Closed rossj-cargotel closed 9 years ago
Hi,
not sure what you're after, do you mean a SELECT with a specific WHERE condition is still slow? If yes, could you please show the EXPLAIN output?
Please note that if you want to query all rows of a large table all the time, it might be better to have something materialized locally (e.g. a MATERIALIZED VIEW or similar). That's not how a foreign table works.
Hi,
Yes, the speed of getting the result set is what I mean. Here's an explain analyze from the alt_info table above:
cargotel=# explain analyze verbose select * from metro_ft.alt_info where load_id > 1;
WARNING: opened informix connection with warnings
DETAIL: informix SQLSTATE 01I01: "Database has transactions "
QUERY PLAN
-------------------------------------------------------------------------------------------------------------------------------------
Foreign Scan on metro_ft.alt_info (cost=2924.00..3553.33 rows=62933 width=680) (actual time=26.142..231429.761 rows=92084 loops=1)

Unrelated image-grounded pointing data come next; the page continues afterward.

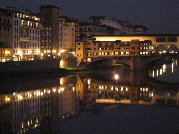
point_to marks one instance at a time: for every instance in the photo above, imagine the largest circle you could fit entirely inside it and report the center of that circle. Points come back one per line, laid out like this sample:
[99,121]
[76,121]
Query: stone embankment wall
[23,66]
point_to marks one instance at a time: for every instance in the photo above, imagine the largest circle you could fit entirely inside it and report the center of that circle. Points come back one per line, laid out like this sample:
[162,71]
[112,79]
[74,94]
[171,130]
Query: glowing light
[89,81]
[73,89]
[112,88]
[54,51]
[153,73]
[20,97]
[54,90]
[62,89]
[157,72]
[172,67]
[122,88]
[62,51]
[161,71]
[116,76]
[127,89]
[147,89]
[42,93]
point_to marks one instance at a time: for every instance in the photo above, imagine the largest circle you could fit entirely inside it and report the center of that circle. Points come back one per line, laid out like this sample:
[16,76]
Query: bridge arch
[161,48]
[172,49]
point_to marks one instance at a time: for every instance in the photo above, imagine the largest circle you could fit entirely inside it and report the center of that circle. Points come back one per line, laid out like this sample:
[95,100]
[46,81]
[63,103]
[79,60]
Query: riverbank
[53,72]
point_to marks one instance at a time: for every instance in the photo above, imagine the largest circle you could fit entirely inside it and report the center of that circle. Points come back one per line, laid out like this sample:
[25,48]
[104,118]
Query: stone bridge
[136,63]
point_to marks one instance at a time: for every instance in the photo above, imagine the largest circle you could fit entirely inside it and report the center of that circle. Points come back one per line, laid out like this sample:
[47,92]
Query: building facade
[124,26]
[20,33]
[91,50]
[67,34]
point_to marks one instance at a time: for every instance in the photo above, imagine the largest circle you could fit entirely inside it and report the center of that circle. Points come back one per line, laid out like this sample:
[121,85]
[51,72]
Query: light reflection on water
[166,72]
[45,107]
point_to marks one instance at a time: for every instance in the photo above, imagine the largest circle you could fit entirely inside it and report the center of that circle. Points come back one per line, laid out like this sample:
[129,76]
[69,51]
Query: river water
[109,101]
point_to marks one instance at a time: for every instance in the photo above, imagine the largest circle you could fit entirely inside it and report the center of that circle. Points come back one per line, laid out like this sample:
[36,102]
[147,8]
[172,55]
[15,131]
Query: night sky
[160,16]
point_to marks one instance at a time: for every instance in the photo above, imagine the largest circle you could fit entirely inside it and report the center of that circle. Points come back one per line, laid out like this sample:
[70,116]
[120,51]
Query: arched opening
[172,49]
[161,49]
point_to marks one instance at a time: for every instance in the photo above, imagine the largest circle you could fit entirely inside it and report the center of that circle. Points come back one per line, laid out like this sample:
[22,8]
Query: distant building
[91,49]
[50,33]
[124,26]
[20,32]
[89,29]
[67,32]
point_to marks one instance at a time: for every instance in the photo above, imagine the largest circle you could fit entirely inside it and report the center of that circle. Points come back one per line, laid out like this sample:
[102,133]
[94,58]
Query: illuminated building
[20,32]
[124,27]
[101,46]
[50,33]
[67,33]
[88,51]
[99,25]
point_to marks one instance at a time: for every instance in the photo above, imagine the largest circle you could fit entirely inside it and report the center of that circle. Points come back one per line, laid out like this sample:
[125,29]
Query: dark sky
[160,16]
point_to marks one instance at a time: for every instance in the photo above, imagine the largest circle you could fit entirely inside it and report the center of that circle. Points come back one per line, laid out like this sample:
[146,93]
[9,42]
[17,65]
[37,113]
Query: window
[161,39]
[172,39]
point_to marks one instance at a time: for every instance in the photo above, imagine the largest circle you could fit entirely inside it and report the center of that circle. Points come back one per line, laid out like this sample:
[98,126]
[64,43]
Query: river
[102,101]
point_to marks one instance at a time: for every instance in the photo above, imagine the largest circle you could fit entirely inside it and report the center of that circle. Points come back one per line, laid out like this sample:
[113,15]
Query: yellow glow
[89,81]
[121,88]
[73,89]
[54,51]
[116,76]
[62,63]
[62,89]
[54,90]
[127,89]
[153,73]
[62,51]
[20,97]
[161,71]
[112,88]
[42,93]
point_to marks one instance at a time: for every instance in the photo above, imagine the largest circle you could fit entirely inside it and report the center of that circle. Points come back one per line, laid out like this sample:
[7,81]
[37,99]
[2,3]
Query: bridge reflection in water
[45,107]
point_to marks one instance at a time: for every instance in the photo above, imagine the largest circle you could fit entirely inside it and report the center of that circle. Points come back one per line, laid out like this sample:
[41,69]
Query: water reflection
[23,111]
[45,107]
[157,71]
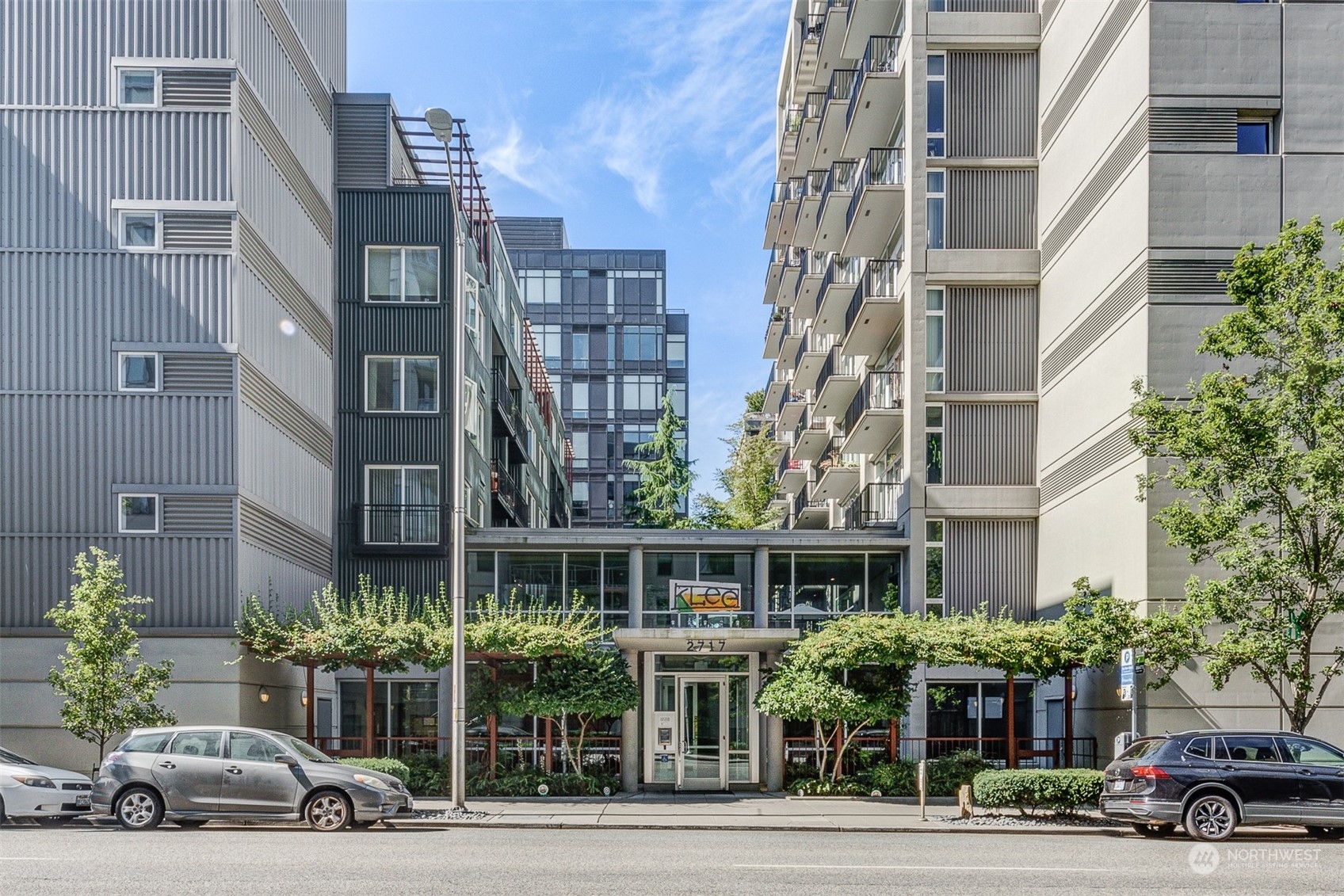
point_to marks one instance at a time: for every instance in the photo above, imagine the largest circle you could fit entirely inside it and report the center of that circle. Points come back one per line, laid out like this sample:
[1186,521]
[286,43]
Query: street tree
[1254,454]
[108,685]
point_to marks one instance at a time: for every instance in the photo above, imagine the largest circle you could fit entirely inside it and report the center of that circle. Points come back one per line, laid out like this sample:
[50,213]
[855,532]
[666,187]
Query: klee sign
[704,597]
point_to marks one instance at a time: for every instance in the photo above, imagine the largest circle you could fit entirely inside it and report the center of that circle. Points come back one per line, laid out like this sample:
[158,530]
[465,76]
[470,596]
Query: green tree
[749,480]
[585,687]
[1255,457]
[664,473]
[106,684]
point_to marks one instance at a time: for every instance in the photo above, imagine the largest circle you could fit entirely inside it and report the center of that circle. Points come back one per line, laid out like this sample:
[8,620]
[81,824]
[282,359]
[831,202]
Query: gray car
[200,772]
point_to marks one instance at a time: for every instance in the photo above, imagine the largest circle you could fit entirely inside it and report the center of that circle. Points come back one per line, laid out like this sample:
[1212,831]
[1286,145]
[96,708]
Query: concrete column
[762,587]
[636,587]
[631,722]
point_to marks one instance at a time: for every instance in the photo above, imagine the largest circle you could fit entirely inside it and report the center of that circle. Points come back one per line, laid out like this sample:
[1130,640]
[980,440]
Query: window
[401,505]
[137,513]
[934,340]
[401,274]
[936,195]
[644,344]
[137,371]
[937,105]
[139,230]
[407,384]
[933,445]
[137,88]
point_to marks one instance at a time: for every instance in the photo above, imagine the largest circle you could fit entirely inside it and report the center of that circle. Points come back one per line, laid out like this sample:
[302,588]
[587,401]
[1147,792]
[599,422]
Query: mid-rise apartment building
[614,347]
[990,219]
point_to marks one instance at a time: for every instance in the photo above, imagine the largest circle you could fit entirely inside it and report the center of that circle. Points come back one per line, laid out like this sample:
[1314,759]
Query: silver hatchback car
[200,772]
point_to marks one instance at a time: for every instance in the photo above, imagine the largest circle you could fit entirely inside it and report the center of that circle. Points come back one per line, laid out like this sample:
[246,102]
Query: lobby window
[401,384]
[936,125]
[137,371]
[137,513]
[934,339]
[401,274]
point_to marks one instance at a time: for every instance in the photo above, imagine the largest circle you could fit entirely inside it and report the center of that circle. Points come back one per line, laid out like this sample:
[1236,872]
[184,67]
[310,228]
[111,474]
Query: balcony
[878,96]
[876,204]
[839,473]
[836,194]
[401,528]
[875,311]
[875,415]
[838,383]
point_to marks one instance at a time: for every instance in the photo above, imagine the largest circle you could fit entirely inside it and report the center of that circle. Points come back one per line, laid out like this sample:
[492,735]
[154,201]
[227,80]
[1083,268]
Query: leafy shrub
[394,768]
[1060,790]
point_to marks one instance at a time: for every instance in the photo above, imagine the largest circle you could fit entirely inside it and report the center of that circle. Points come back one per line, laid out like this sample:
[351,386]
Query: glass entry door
[702,716]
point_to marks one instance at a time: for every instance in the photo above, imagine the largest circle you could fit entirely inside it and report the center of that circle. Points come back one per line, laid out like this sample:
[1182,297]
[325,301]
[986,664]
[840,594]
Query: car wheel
[139,809]
[1211,817]
[1155,830]
[1326,833]
[328,812]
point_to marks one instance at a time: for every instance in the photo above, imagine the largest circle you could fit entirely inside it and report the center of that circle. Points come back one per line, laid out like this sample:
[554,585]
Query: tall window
[936,194]
[936,125]
[401,384]
[401,505]
[934,339]
[401,273]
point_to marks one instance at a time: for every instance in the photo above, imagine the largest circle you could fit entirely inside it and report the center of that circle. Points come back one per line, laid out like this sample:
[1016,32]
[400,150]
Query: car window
[146,743]
[253,747]
[195,743]
[1312,753]
[1251,749]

Output: id, load_id, field_id, value_obs, field_link, value, join_at
Informix costs: 2924.00
Informix query: SELECT *, rowid FROM alt_info WHERE load_id > 1
Planning time: 78.501 ms
Execution time: 231483.801 ms
(6 rows)
Time: 231615.592 ms
There is an index on the load_id column on the informix side. I'm setting up iwatch on informix in hopes it can show me more what's happening. For sure that query in informix doesn't take 4 minutes.
I'd looked at and discarded using materialized views because of the cost of updating them but it might be possible to put triggers on the informix side and save changes in another table that could be unioned with the materialized views. Seems a little wonky though.
Thank you, Bernd, for your help and hard work on this FDW!
Okay, the predicate gets pushed down, however, there are still many rows to transmit according to the EXPLAIN. It's pretty likely that the index isn't used on the Informix side.
Currently, the informix FDW fetches a row for each call to ifxIterateForeignScan(), so one row at a time the PostgreSQL Executor performs the foreign scan. So if you have large results sets, network latency and all additional overhead applies to this single FETCH for each row.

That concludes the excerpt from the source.